Whose responsibility is it to inculcate such thought? Actually, no one’s. Today, we have an abundance of activists pointing out problems and demanding solutions from governments and advocating change, but relatively few reformers who create change regardless of society or government. Governments themselves have over and over abdicated this responsibility. Remember, it wasn’t fanatics ruling when we chose to embrace liberalism so thoroughly that our films went from coolie and mazdoor heroes to flashy cars and item girls. It wasn’t fanatics in rule when our media chased wealth so thoroughly that national integration was no longer for public content. No more ek chidiya anek chidiya and mile sur mera tumhara. Now paisa bolta hain.
Well, paisa spoke. It spoke so loud that it created an entire fantasy world for youth who never experienced a public space where children dreamed of becoming teachers and scientists instead of MBAs and MNC employees. It never told them of social injustices and showed them films like Amar Prem. Their world is one where these ugly things don’t happen. In fact, they are “less privileged”, if you look at the bling they are bombarded with as “normal”.
You cannot expect private individuals to educate public intellect. You cannot even force them to speak so that they are understood by masses without violating their rights to free speech. That almost sounds like forced conscription for weapons of mass instruction. Something a government will never bring about regardless of political party in power, because idiots are easier to con with pipe dreams than people asking why midday meals are so pathetic and where the money went.
So who is left, whose responsibility it is to create intellectual capital?
No one’s. It is a responsibility abdicated by one and all.
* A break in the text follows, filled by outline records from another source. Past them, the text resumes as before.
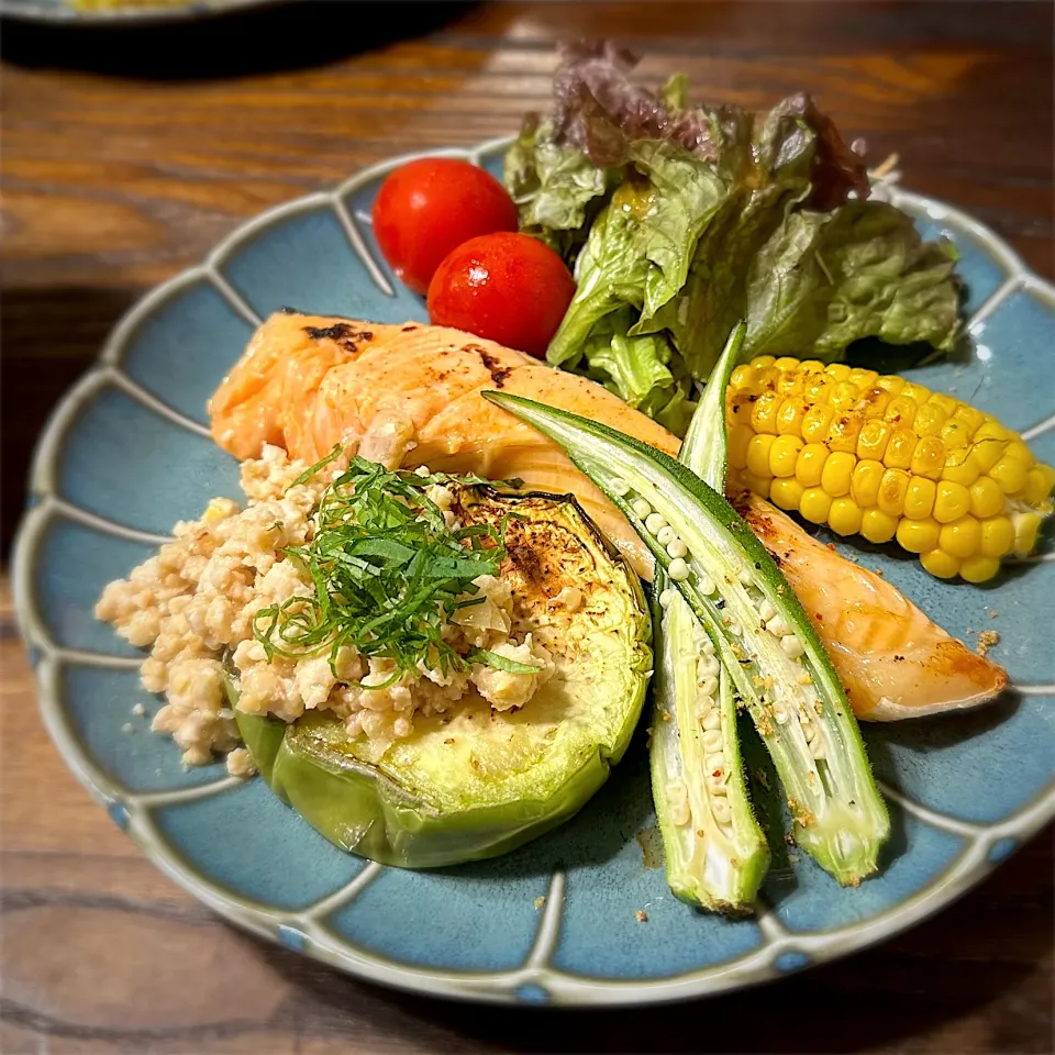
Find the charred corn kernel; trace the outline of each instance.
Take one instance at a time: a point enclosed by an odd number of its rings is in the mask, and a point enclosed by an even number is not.
[[[912,473],[940,480],[945,470],[945,445],[937,436],[923,436],[912,452]]]
[[[922,476],[913,476],[904,492],[904,515],[909,520],[925,520],[934,509],[937,485]],[[966,512],[966,510],[964,510]]]
[[[823,443],[808,443],[795,464],[795,478],[803,487],[817,487],[824,473],[824,463],[832,452]]]
[[[1025,487],[1022,490],[1022,499],[1030,506],[1040,506],[1047,500],[1052,492],[1052,480],[1055,477],[1055,470],[1046,465],[1036,465],[1025,474]]]
[[[875,458],[881,462],[887,449],[887,441],[890,438],[890,431],[888,421],[880,421],[878,418],[866,421],[857,435],[857,457]]]
[[[760,433],[752,437],[747,444],[747,471],[763,478],[773,476],[769,471],[769,451],[777,442],[777,437]]]
[[[832,497],[849,493],[849,481],[857,459],[845,451],[835,451],[824,463],[821,487]]]
[[[799,500],[799,512],[813,524],[823,524],[832,508],[832,496],[822,487],[808,487]]]
[[[897,520],[881,509],[873,507],[860,514],[860,533],[869,542],[889,542],[897,530]]]
[[[930,517],[926,520],[901,520],[898,523],[898,545],[909,553],[936,549],[939,531],[937,521]]]
[[[986,557],[1002,557],[1014,545],[1014,528],[1007,517],[990,517],[981,521],[981,553]]]
[[[912,464],[912,453],[919,442],[919,436],[911,429],[899,425],[890,433],[882,464],[891,469],[907,469]]]
[[[996,517],[1003,509],[1003,491],[996,480],[979,476],[967,489],[970,495],[970,512],[974,517]]]
[[[963,560],[978,553],[981,546],[981,525],[974,517],[960,517],[951,524],[942,524],[937,545],[951,557]]]
[[[1033,452],[1021,440],[1012,440],[1004,448],[1003,456],[1021,462],[1026,468],[1036,462]]]
[[[860,434],[860,418],[857,414],[836,417],[828,431],[828,445],[833,451],[853,454],[857,449],[857,436]]]
[[[734,469],[747,468],[747,445],[754,435],[747,425],[734,425],[729,430],[729,464]]]
[[[849,493],[862,508],[875,506],[879,499],[879,482],[886,469],[881,462],[858,462],[849,482]]]
[[[757,495],[759,498],[769,497],[769,488],[773,486],[771,476],[756,476],[751,469],[744,469],[740,478],[744,487],[753,495]]]
[[[801,436],[802,419],[810,409],[809,403],[801,396],[789,396],[777,411],[777,435]]]
[[[751,426],[755,432],[776,435],[777,411],[780,409],[782,397],[776,392],[763,392],[751,408]]]
[[[991,577],[1055,504],[1055,469],[1020,435],[903,378],[764,356],[733,371],[726,415],[753,491],[841,535],[897,537],[942,577]]]
[[[777,436],[769,445],[769,475],[795,476],[799,452],[804,446],[798,436]]]
[[[896,519],[904,512],[904,496],[908,489],[909,474],[904,469],[887,469],[879,481],[879,497],[876,504],[881,512]],[[895,530],[897,530],[896,520]]]
[[[828,526],[836,535],[856,535],[860,531],[860,507],[852,498],[836,498],[828,511]]]
[[[978,468],[988,473],[1003,457],[1007,446],[1007,441],[987,436],[984,440],[976,438],[970,445],[970,453],[975,456]]]
[[[828,403],[834,410],[846,413],[857,406],[858,388],[853,381],[840,381],[832,390]]]
[[[887,403],[887,410],[882,417],[886,418],[891,425],[911,429],[915,421],[917,410],[919,410],[919,408],[914,399],[909,396],[896,396]]]
[[[769,501],[781,509],[797,510],[804,490],[806,488],[793,476],[779,477],[769,488]]]
[[[951,524],[970,512],[970,491],[963,484],[942,480],[934,498],[934,519],[940,524]]]
[[[1036,533],[1041,530],[1040,513],[1015,513],[1014,522],[1014,548],[1013,553],[1018,557],[1029,556],[1036,545]]]
[[[948,414],[941,407],[926,402],[919,409],[912,427],[918,436],[935,436],[947,420]]]
[[[970,451],[949,451],[945,455],[942,479],[970,487],[978,479],[978,463]]]
[[[959,566],[959,576],[968,582],[985,582],[1000,570],[1000,562],[996,557],[984,557],[980,554],[968,557]]]
[[[904,378],[897,374],[885,374],[876,378],[876,387],[889,392],[891,399],[897,398],[901,389],[904,388]]]
[[[1017,458],[1004,455],[990,470],[1004,495],[1018,495],[1025,487],[1025,466]]]
[[[824,443],[835,420],[835,411],[828,403],[815,403],[802,418],[802,438],[807,443]]]
[[[959,560],[943,549],[931,549],[924,553],[920,557],[920,564],[940,579],[951,579],[959,575]]]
But I can tell you what will happen if we do not have a more thinking citizenry. We will burn each other to the ground when incited by opportunists for goals that won’t give us a thing beyond the heady sense of being the neighbourhood’s biggest bully. Regardless of whether it is the left or the right, the dalits or the brahmins, the Muslims or the Hindutvawadis, everyone will burn. No matter who the opportunists, the ones dying in street fights are always cannon fodder.